第十五話 魔王の面影、な~し!


「こら~!!」


少女の怒号というにはあまりにも可愛すぎる声が、会議室に響き渡る。

魔王殺しの罪人を捉え、これから拷問しようという殺伐とした空気に水を差された兵士達は時が止まったかのようにピクリとも動かない。

そしてそれは歴戦の猛者であり、また兵を率いる立場である四天王、そして少女の正体を知る俺でさえも同様の反応を取らざるを得なかった。


一方でこの静寂を引き起こした少女はそれら周囲の反応を気にも留めない様子。

その毛先がくるりと跳ねた金髪を靡かせて、取り囲む十数人の兵士の合間をペタペタと歩き、俺の前にしゃがみこむ。


「大丈夫か~?」


少女は覗き込むようにして俺の顔を見やると、その黄金の眸は小さく揺れているように見えた。


「うん………」


俺はなんだかよくわからないまま、彼女の問に短く反応する。

が、いまだ思考は硬直し、「そっか!」と立ち上がる彼女をただ見上げる。

そのまま少女は俺を連行しようとしていた兵に向かい、またもや顔を目いっぱい険しくし、


「ケンカしちゃダメだろ!」


「あ、ごめんなさい……」


少女に叱られた兵士も困惑自失といった様子だったが、俺から手を離し、睨まれるままに後ずさる。

近くにいた他の兵士も少女に「ダメ!」と叱られ、同様に「ごめんなさい」した。


兵士の手を離れた俺を見て「ふぅ」と満足気に息を吐いた少女は、そのままワンピースの裾で俺の涙やらよだれやらで汚れた顔を拭う。


「じゃあ帰ろっか!」


少女が満面の笑みでそう言い放った直後、


「あ~! ここにいたぁ! ダメだよ勝手にいなくなっちゃあ!?」


どうやら少女を探して走り回っていたらしい猫魔人のベテラン兵士がいつの間にか部屋にいて、肩で息をしながら少女に歩み寄る。


「あっニャンちゃんごめんな~!」


「私はニャンちゃんじゃなくて、ニャムルだって! さあ部屋に戻ろ?」


「イヤ!」


「そう言わないでよ~! ここには後で呼ばれたら来ることになってるから、今は戻って?ね?」


「イヤだ!」


「おっちゃん、仕事なんだよ~!頼むから言うこと聞いてくれよ~!」


「イヤイヤイヤ! ブレインと一緒にいるんだ~!」


そのニャムルと呼ばれた老兵は困り果てた様子で「どうしようどうしよう」と溢していたが、ふと周囲を見渡して、どうやらようやくここが幹部が一同に会する緊迫した空間であることに気付いたらしい。

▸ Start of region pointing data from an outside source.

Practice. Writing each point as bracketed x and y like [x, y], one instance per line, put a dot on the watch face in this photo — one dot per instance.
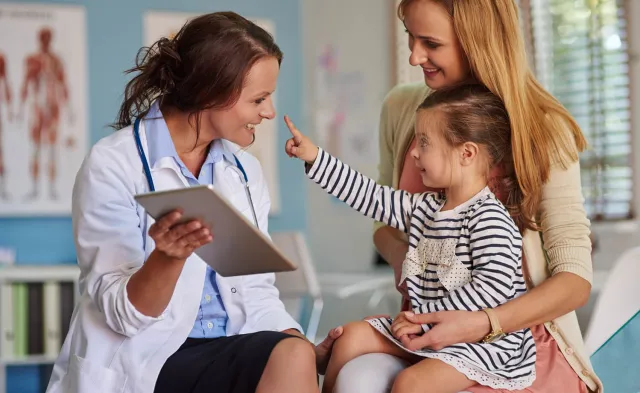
[495, 337]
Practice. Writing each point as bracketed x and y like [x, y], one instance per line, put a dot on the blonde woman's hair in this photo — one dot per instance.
[543, 131]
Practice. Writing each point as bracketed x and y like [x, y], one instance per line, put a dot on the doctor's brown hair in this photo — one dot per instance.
[472, 113]
[203, 66]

「あっ………あ~! も、申し訳御座いませんッ!! すぐに下がらせますのでぇッ!! ほ、ほら行くよ!」


「行かない~っ! もうブレインとお家帰るんだから! ニャンちゃんはどっかいって! イヤ!」


ニャムルはどうにか退室させようと少女の腰を抱えるが、少女は俺のシャツを力いっぱいに掴んで抵抗する。


「こ、こらっ! 離しなさい!」


「ヤダ! 嫌い! 離せ―!」


困り果てた老兵がいよいよ本気で説教でもしてやろうか、といった様子で息を吸った時、


「―――お止めなさい!」


背後から芯の通った女性の声―――サキュバスが皆に先んじて沈黙を突破する。


「ニャムルといったかしら? 業務とはいえ、少女への乱暴は看過出来ませんわ。下がりなさい」


四天王の叱責を受け、それでもなお「いやしかし」と命じられた業務との間で揺れた老兵だったが、サキュバスの沈黙に怯んだようで、


「はっ!」


敬礼し、すぐさま入口付近まで下がった。

サキュバスはそれを見届けた後、少女の元へ駆け寄り、目線を合わせて笑顔を作る。


「ごめんね? 痛くなかった?」


「大丈夫! ありがとね!」


「そう! 良かったわ! ………ところでブレイン様」


立ち上がったサキュバスの顔は、うつ伏せの俺からは見えない。


つい先ほど少女へ優しい顔を向けていたはずなんだ。

そのはずなのだが、俺の名を呼ぶその声はかつて聞いたことがないほど低く、得も言えぬ不安がこみ上げて総毛立つ。


「―――この子とはどのようなご関係で?」


大量の汗が吹き出し、身体が震えて歯が音を鳴らす。


顔を見れなくて良かった。顔を見ていたら俺はきっと声をあげてしまったはずだ。

尿意なんて関係なく盛大に漏らしていただろう。


この威圧感、間違いない。

サキュバスはブチギレしている!


ここで、ようやく俺の脳みそが活動を再開する。


サキュバスは何を怒っている!?

考えろ。この少女が入ってきてからのやりとりを思い出すんだ。


まず、少女とニャムルが出ていく出ていかないの問答をしてて、それをサキュバスが止めに入った。

それで、少女と軽く会話して―――いや待てよ?


少女が何か気になることを言っていた。

たしか、「家に帰ろう」とか………あと俺のことブレインって呼んでたぞ!?


何故だ?

この少女は魔王だった。一瞬だったが、確かに自分のことを魔王だと言っていた。

だからこそ俺の「ブレイン・インパクト」で記憶を吹き飛ばしたのだ。


「ブレイン・インパクト」は相手の脳細胞をはちゃめちゃにして「大半」の記憶を破壊する魔法―――まさか俺のことを偶々覚えている?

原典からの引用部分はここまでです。